/host-info

Shell script to get various info about a server

Primary LanguageShellBSD 2-Clause "Simplified" LicenseBSD-2-Clause

host-info.sh

About the script

A bash-script for macOS, Linux and Windows (with WSL) to get various info about a given machine on the internet:

  • Geographic location of the device (country and city)
  • IP-address and reverse lookup (i.e. the DNS name that the IP address represents)
  • Registrar for the device
  • Ping time for the host (lower is better)

The geographic information is retrieved from ipinfo.io.

If the device is given with a http or https address, the following is reported:

  • Certificate info:
    • If it's valid or not
    • What DNS-names the certificate covers
    • Valid dates (from- and to)
    • What version of TLS (Transport Layer Security) is used
    • Who has issued the certificate
  • Server info (not all servers use all fields):
    • HTTP-version
    • What sever (apache, nginxetc.)
    • “Via”, i.e. if a cache has been used
    • “X-Generator”, i.e. CMS or such, for example “Drupal”
    • “X-Powered-By”, i.e. PHP or specialized servers

The certificate information is retrieved using openssl and the server info comes from the HTTP header and is retrieved with curl --head.

Requirements

You must have curl and dig on your system.
In order for the certificate check to work, you must have a fairly modern version of openssl. This excludes OS X / macOS up until version 10.12.

Usage

You will get the most out of it with a URL. Simply copy it from a web browser and paste in the terminal!
You may however also enter just a DNS-name or an IP-address.

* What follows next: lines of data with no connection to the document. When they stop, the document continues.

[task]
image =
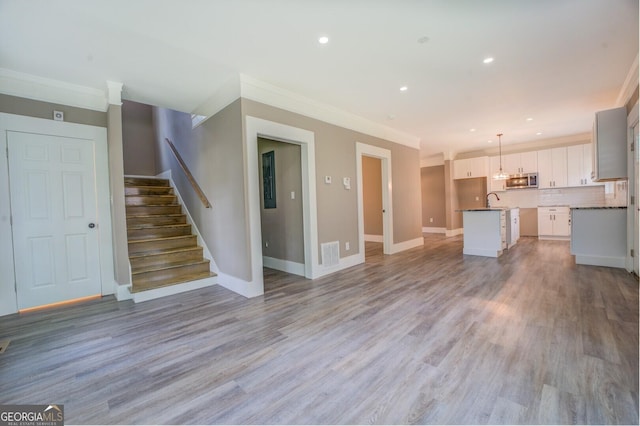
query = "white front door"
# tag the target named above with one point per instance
(52, 185)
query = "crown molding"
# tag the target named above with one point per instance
(48, 90)
(265, 93)
(629, 85)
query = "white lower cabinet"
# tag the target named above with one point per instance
(554, 223)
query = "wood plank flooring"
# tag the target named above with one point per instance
(425, 336)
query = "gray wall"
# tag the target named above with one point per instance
(471, 193)
(335, 152)
(32, 108)
(372, 195)
(433, 197)
(116, 183)
(282, 227)
(214, 154)
(138, 138)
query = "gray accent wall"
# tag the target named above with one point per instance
(214, 153)
(433, 197)
(138, 139)
(39, 109)
(336, 157)
(282, 226)
(116, 183)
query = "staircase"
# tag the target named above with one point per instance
(162, 249)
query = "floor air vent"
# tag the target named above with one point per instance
(330, 253)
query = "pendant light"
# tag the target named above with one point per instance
(500, 175)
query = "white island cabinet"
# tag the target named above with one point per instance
(485, 232)
(599, 236)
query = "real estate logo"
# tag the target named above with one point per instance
(32, 415)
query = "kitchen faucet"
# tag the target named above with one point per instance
(497, 198)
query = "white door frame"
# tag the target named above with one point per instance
(18, 123)
(257, 127)
(364, 150)
(632, 190)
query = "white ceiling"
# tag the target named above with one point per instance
(556, 61)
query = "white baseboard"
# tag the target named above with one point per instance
(553, 238)
(157, 293)
(406, 245)
(283, 265)
(122, 292)
(432, 230)
(244, 288)
(344, 263)
(482, 252)
(612, 262)
(454, 232)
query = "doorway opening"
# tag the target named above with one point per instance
(372, 206)
(281, 209)
(375, 215)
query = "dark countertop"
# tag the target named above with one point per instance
(599, 208)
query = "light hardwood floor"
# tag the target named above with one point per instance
(425, 336)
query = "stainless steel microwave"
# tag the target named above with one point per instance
(522, 181)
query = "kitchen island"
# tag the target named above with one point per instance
(599, 235)
(484, 231)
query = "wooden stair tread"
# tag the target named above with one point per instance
(167, 266)
(166, 252)
(164, 238)
(163, 250)
(152, 226)
(150, 285)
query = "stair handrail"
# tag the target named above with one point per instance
(190, 177)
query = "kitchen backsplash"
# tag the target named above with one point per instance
(611, 194)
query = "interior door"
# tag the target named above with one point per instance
(53, 199)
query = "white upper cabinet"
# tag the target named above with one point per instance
(552, 168)
(470, 168)
(524, 162)
(493, 184)
(579, 166)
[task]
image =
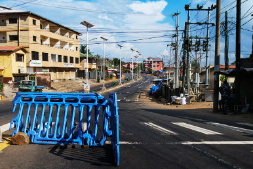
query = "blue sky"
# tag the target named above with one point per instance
(143, 25)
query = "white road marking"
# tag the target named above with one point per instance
(231, 127)
(195, 128)
(246, 124)
(5, 127)
(189, 143)
(159, 128)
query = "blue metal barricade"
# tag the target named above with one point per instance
(155, 88)
(58, 125)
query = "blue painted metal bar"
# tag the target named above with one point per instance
(63, 129)
(155, 88)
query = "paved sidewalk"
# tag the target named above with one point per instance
(59, 86)
(204, 108)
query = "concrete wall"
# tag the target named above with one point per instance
(246, 88)
(8, 60)
(43, 80)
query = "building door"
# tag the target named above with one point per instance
(17, 80)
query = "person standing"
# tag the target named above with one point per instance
(225, 95)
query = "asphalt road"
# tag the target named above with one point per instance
(150, 137)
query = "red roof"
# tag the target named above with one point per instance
(12, 48)
(230, 66)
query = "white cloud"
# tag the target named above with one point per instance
(103, 16)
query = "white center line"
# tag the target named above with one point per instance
(188, 143)
(231, 127)
(195, 128)
(246, 124)
(159, 128)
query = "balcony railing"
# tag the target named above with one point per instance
(3, 41)
(45, 44)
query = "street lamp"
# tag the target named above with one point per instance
(104, 39)
(132, 65)
(137, 65)
(88, 25)
(120, 64)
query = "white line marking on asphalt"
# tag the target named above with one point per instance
(159, 128)
(231, 127)
(189, 143)
(246, 124)
(5, 127)
(220, 142)
(195, 128)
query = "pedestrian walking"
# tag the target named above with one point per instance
(225, 95)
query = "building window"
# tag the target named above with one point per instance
(19, 58)
(71, 60)
(34, 22)
(35, 55)
(35, 38)
(65, 59)
(77, 60)
(59, 58)
(53, 57)
(44, 56)
(13, 37)
(13, 20)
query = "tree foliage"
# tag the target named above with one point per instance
(83, 49)
(233, 63)
(116, 61)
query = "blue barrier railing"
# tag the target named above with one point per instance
(48, 119)
(155, 88)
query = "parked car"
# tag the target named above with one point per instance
(29, 86)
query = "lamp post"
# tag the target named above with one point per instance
(104, 39)
(132, 65)
(137, 65)
(120, 64)
(88, 25)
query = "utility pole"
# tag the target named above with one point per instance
(207, 49)
(170, 62)
(176, 51)
(217, 57)
(188, 45)
(184, 53)
(199, 8)
(226, 40)
(238, 52)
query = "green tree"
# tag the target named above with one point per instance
(116, 61)
(83, 50)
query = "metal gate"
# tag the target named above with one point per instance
(17, 80)
(59, 118)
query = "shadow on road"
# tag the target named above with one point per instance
(98, 156)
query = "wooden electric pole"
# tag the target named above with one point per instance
(217, 57)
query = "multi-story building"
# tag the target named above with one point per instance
(153, 63)
(52, 48)
(129, 65)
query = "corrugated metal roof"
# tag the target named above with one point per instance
(29, 12)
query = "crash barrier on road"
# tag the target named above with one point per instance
(48, 119)
(156, 87)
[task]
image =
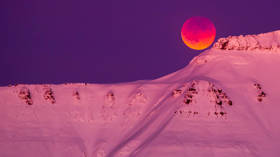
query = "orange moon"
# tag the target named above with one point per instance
(198, 33)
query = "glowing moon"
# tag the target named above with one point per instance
(198, 33)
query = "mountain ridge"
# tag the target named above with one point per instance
(223, 103)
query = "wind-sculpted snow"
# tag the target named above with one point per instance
(267, 41)
(220, 105)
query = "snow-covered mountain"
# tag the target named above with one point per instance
(225, 103)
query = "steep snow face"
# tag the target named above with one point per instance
(267, 41)
(224, 103)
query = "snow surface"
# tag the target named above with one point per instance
(225, 103)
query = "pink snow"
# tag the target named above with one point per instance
(225, 103)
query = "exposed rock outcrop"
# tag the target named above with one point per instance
(265, 41)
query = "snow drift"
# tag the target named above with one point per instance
(225, 103)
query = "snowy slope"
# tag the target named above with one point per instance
(225, 103)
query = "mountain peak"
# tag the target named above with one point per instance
(265, 41)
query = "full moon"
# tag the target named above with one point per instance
(198, 33)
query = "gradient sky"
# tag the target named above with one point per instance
(95, 41)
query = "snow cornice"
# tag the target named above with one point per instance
(265, 41)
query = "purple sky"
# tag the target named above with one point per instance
(96, 41)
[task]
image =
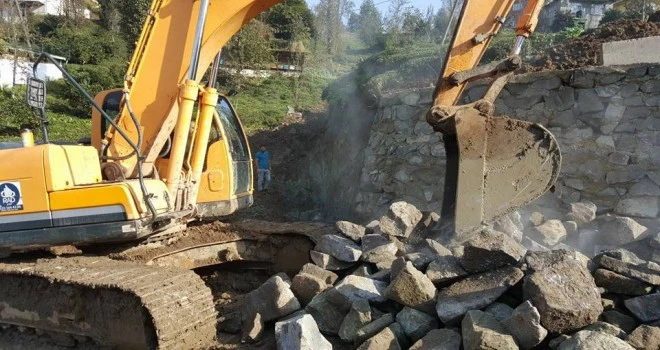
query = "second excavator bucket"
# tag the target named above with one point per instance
(495, 165)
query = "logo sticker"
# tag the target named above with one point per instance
(10, 196)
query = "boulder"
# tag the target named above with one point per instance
(400, 220)
(272, 300)
(482, 331)
(412, 288)
(474, 293)
(445, 269)
(588, 340)
(351, 230)
(329, 309)
(646, 308)
(439, 339)
(358, 317)
(563, 291)
(525, 326)
(339, 247)
(327, 276)
(619, 284)
(300, 332)
(645, 338)
(550, 232)
(416, 323)
(356, 287)
(582, 213)
(384, 340)
(305, 287)
(490, 250)
(328, 262)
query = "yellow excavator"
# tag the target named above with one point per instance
(167, 150)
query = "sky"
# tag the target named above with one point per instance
(421, 4)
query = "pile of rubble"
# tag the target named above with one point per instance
(398, 290)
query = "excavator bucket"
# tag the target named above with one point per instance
(495, 165)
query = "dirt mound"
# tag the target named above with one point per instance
(586, 50)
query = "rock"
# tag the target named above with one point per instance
(619, 284)
(439, 339)
(412, 288)
(482, 331)
(445, 269)
(607, 328)
(400, 220)
(646, 207)
(525, 326)
(328, 262)
(253, 329)
(625, 322)
(339, 247)
(490, 250)
(645, 273)
(620, 230)
(373, 328)
(358, 317)
(500, 311)
(300, 332)
(416, 323)
(325, 275)
(588, 340)
(474, 293)
(329, 309)
(351, 230)
(551, 232)
(356, 287)
(305, 287)
(273, 299)
(646, 308)
(582, 213)
(563, 291)
(384, 340)
(645, 338)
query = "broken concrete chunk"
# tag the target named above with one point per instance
(358, 317)
(351, 230)
(384, 340)
(474, 293)
(356, 287)
(644, 273)
(273, 299)
(445, 269)
(400, 220)
(329, 309)
(619, 284)
(582, 213)
(564, 293)
(489, 250)
(645, 338)
(646, 308)
(525, 326)
(588, 340)
(300, 332)
(499, 310)
(328, 262)
(412, 288)
(439, 339)
(482, 331)
(327, 276)
(339, 247)
(416, 323)
(551, 232)
(373, 328)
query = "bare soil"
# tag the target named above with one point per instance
(586, 50)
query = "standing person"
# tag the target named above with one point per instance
(262, 161)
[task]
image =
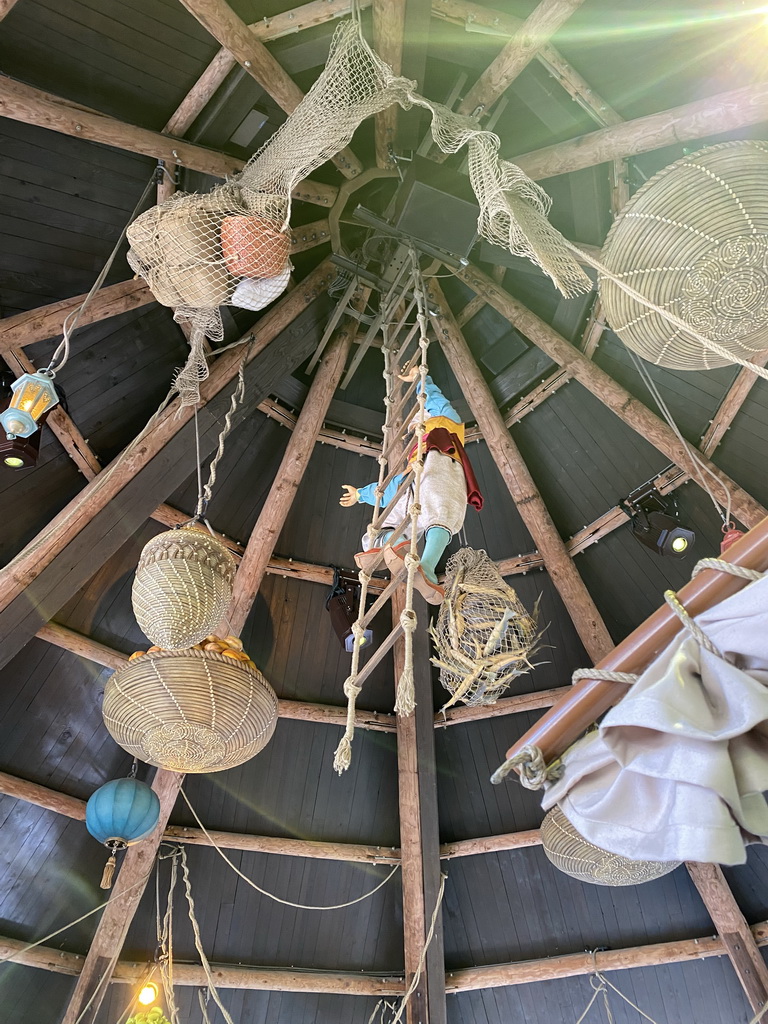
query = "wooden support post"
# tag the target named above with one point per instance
(131, 881)
(563, 572)
(295, 461)
(389, 27)
(218, 18)
(517, 54)
(68, 551)
(725, 112)
(732, 928)
(610, 393)
(733, 400)
(420, 853)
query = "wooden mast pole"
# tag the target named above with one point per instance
(558, 562)
(295, 461)
(420, 850)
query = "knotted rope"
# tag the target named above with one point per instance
(531, 768)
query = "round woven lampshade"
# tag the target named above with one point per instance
(571, 853)
(182, 587)
(190, 711)
(694, 241)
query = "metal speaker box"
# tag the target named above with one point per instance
(433, 205)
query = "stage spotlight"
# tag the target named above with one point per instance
(654, 526)
(342, 604)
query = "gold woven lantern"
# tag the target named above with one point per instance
(190, 711)
(574, 855)
(694, 242)
(182, 588)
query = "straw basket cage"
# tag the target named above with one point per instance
(574, 855)
(694, 241)
(190, 711)
(182, 587)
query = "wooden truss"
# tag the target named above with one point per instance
(42, 577)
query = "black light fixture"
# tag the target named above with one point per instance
(342, 604)
(653, 525)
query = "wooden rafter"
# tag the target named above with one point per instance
(534, 513)
(734, 932)
(724, 112)
(218, 18)
(420, 854)
(295, 461)
(35, 584)
(517, 54)
(608, 391)
(133, 876)
(462, 980)
(389, 27)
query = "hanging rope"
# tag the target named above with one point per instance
(61, 353)
(278, 899)
(387, 468)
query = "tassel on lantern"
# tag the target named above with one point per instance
(109, 871)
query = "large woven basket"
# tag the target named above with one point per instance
(190, 711)
(694, 241)
(571, 853)
(182, 587)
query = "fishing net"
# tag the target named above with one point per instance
(196, 251)
(483, 635)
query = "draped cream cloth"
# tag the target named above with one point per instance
(677, 770)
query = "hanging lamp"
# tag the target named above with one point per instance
(120, 813)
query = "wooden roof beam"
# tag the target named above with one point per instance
(523, 491)
(420, 851)
(295, 461)
(724, 112)
(734, 932)
(608, 391)
(220, 20)
(536, 32)
(93, 982)
(35, 584)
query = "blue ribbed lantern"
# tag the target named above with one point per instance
(120, 813)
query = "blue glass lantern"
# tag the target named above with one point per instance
(120, 813)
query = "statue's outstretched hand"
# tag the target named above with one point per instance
(350, 497)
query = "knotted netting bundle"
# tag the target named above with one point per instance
(231, 246)
(483, 635)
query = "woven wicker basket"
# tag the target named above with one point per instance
(253, 247)
(571, 853)
(182, 587)
(189, 711)
(694, 241)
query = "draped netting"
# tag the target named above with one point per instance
(231, 246)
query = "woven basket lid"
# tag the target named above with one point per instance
(190, 711)
(182, 588)
(571, 853)
(694, 241)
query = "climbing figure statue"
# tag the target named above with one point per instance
(448, 485)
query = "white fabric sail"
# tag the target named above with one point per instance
(677, 770)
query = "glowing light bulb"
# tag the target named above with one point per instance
(148, 994)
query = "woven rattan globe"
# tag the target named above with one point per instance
(190, 711)
(694, 241)
(571, 853)
(182, 587)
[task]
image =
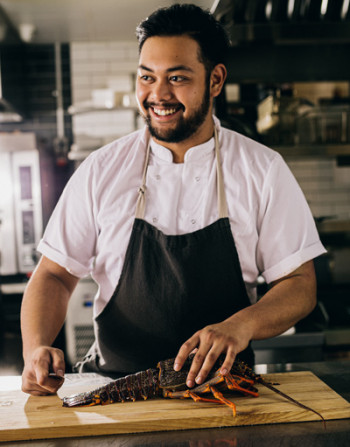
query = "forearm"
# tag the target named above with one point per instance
(44, 305)
(287, 302)
(43, 312)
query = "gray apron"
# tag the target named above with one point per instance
(170, 287)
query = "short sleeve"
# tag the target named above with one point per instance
(70, 236)
(287, 232)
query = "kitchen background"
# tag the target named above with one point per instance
(68, 70)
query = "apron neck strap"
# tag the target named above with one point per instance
(222, 205)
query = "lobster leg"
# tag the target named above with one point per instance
(219, 398)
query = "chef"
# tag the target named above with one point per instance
(175, 223)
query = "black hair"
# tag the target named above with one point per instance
(191, 20)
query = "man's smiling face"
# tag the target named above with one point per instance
(172, 89)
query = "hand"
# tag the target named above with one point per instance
(36, 379)
(230, 337)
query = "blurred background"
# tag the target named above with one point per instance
(67, 74)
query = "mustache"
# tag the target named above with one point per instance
(147, 105)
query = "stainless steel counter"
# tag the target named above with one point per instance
(336, 374)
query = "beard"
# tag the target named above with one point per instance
(185, 127)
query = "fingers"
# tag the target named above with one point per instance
(36, 378)
(212, 341)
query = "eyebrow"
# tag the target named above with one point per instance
(169, 70)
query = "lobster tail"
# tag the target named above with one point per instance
(142, 385)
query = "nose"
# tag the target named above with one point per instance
(161, 91)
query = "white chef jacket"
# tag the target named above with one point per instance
(271, 223)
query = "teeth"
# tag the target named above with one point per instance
(164, 112)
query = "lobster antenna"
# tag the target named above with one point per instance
(305, 407)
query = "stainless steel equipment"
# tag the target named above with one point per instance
(20, 203)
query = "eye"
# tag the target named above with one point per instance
(145, 78)
(177, 78)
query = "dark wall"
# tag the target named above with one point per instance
(29, 84)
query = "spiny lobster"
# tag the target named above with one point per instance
(164, 381)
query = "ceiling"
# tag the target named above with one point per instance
(77, 20)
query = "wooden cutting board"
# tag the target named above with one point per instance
(24, 417)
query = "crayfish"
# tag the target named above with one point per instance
(164, 381)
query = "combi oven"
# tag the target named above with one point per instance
(20, 203)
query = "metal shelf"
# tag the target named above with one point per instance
(314, 150)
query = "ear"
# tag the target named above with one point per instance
(217, 79)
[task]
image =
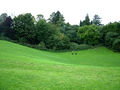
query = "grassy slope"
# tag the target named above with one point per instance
(23, 68)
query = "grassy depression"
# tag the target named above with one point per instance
(23, 68)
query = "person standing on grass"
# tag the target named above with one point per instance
(72, 52)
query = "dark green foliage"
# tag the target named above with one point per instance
(110, 37)
(24, 28)
(3, 16)
(86, 21)
(96, 20)
(55, 34)
(89, 34)
(75, 46)
(57, 18)
(116, 45)
(58, 42)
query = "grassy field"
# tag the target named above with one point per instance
(23, 68)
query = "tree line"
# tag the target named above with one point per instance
(54, 33)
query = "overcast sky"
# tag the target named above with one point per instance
(73, 10)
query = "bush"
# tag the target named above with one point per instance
(41, 45)
(75, 46)
(89, 34)
(116, 45)
(110, 37)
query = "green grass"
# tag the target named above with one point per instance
(23, 68)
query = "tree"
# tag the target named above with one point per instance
(89, 34)
(86, 21)
(56, 18)
(3, 16)
(24, 28)
(40, 16)
(96, 20)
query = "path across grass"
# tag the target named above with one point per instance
(23, 68)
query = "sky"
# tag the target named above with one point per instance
(72, 10)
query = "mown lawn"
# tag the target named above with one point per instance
(23, 68)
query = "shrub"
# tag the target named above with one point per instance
(110, 37)
(75, 46)
(116, 45)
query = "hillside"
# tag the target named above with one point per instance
(24, 68)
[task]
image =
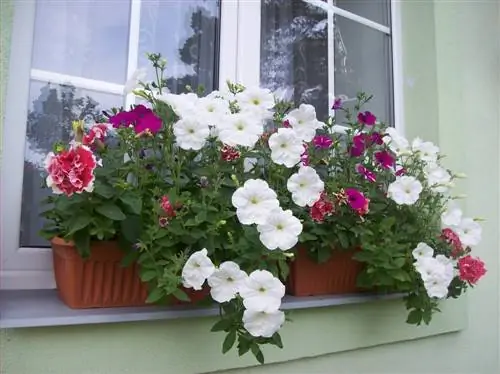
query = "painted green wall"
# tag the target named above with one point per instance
(452, 96)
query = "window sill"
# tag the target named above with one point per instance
(35, 308)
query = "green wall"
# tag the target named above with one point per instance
(451, 67)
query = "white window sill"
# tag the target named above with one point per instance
(35, 308)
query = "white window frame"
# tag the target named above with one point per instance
(239, 60)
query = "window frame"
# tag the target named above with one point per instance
(239, 60)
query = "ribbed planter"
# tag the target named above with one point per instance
(336, 276)
(100, 281)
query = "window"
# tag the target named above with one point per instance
(70, 60)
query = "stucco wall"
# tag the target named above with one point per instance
(452, 96)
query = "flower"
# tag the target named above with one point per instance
(254, 201)
(303, 121)
(322, 141)
(132, 83)
(226, 281)
(305, 186)
(197, 269)
(321, 208)
(369, 175)
(357, 200)
(367, 118)
(422, 250)
(469, 232)
(280, 230)
(384, 159)
(190, 133)
(240, 129)
(262, 291)
(263, 323)
(286, 147)
(71, 171)
(405, 190)
(471, 269)
(229, 153)
(427, 151)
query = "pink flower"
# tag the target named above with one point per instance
(471, 269)
(357, 200)
(322, 141)
(71, 171)
(385, 159)
(367, 118)
(369, 175)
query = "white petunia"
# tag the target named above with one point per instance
(452, 216)
(405, 190)
(280, 230)
(469, 232)
(303, 121)
(396, 142)
(286, 147)
(226, 281)
(197, 269)
(306, 186)
(240, 129)
(262, 291)
(254, 201)
(263, 323)
(190, 133)
(422, 250)
(426, 151)
(438, 178)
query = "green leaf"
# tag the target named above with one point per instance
(132, 202)
(156, 295)
(229, 341)
(111, 211)
(222, 325)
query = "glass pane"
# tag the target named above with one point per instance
(85, 38)
(363, 63)
(375, 10)
(186, 34)
(294, 51)
(52, 109)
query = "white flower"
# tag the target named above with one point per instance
(263, 323)
(469, 232)
(190, 133)
(256, 100)
(197, 269)
(405, 190)
(286, 147)
(438, 178)
(305, 186)
(397, 143)
(254, 201)
(133, 82)
(427, 151)
(262, 291)
(452, 216)
(249, 163)
(226, 281)
(303, 121)
(240, 129)
(422, 250)
(280, 230)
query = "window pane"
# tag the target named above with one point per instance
(375, 10)
(85, 38)
(51, 111)
(363, 63)
(294, 51)
(186, 34)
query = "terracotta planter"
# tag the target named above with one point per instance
(100, 281)
(336, 276)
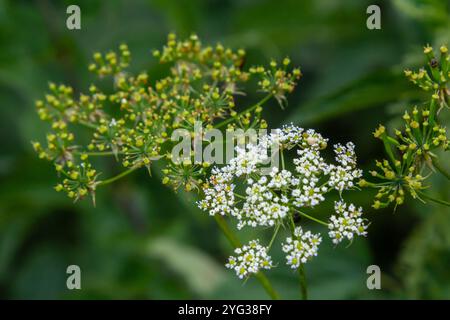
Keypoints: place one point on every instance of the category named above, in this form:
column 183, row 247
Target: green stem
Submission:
column 232, row 238
column 97, row 154
column 117, row 177
column 87, row 124
column 439, row 168
column 225, row 122
column 274, row 236
column 424, row 195
column 313, row 219
column 302, row 280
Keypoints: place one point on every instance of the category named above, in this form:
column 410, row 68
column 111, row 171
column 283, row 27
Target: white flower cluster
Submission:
column 343, row 175
column 249, row 259
column 267, row 198
column 301, row 248
column 346, row 223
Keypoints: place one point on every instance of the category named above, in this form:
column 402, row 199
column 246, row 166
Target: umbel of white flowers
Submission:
column 273, row 200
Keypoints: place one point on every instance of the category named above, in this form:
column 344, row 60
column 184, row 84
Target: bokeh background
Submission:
column 143, row 240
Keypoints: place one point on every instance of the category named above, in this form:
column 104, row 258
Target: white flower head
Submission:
column 301, row 248
column 346, row 223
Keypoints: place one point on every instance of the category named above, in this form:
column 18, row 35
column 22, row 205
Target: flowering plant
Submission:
column 135, row 120
column 413, row 149
column 277, row 200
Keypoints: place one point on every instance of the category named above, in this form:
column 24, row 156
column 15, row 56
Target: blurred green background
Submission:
column 145, row 241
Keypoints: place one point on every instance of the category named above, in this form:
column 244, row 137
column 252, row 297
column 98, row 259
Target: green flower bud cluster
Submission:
column 133, row 120
column 412, row 149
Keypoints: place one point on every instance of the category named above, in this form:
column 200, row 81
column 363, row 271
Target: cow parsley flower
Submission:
column 249, row 259
column 346, row 223
column 256, row 198
column 301, row 248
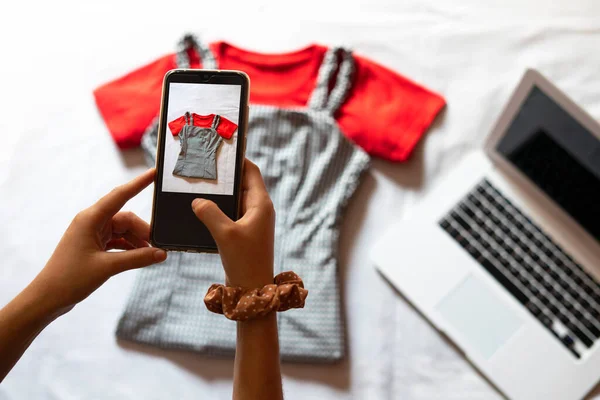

  1. URL: host-info.sh https://dns.name:port/path
  2. DNS-name: host-info.sh dns.name
  3. IP-address: host-info.sh ip.number.xx.yy

Since most synchronization software (DropBox, OneDrive, Google Drive, iCloud etc.) uses https as transport mechanism, one can get the servers used through either netstat or lsof:

  • macOS:
    • netstat -an -f inet | grep "ESTABLISHED" | awk '{print $5}' | sort -u | sed -e 's/\./ /4'
    • lsof +c 0 -i 4 -n | grep "ESTABLISHED" | sort -f -k 1,1 | cut -d\( -f1 | awk '{ print $1" "$3" "$9 }' | sed 's/\ [[:digit:]].*-\>/\ /g' | sed 's/:/\ /g' | sort -f | uniq -c
  • Linux:
    • netstat -an | grep "ESTABLISHED" | egrep -v "127.0.0.1|::" | awk '{print $5}' | sort -u | sed -e 's/:/ /'
    • lsof +c 0 -i 4 -n | grep "ESTABLISHED" | sort -f -k 1,1 | cut -d\( -f1 | awk '{ print $1" "$3" "$9 }' | sed 's/\ [[:digit:]].*->/\ /g' | sed 's/:/\ /g' | sort -f | uniq -c

(Note that the lsof output above will also output number of connections, running application and running user. Also note that with lsof you must be running as root in order to see processes other than your own.)

Pro tip!

You can use this to find where your various cloud storage is located. Use the lsof string above and look for connections to couldd, Box Sync, Backup and Sync (Google), Dropbox or OneDrive! There you will get a number of IP-addresses and protocol (hint: they all use https) and you can look them up and know for yourself where they are!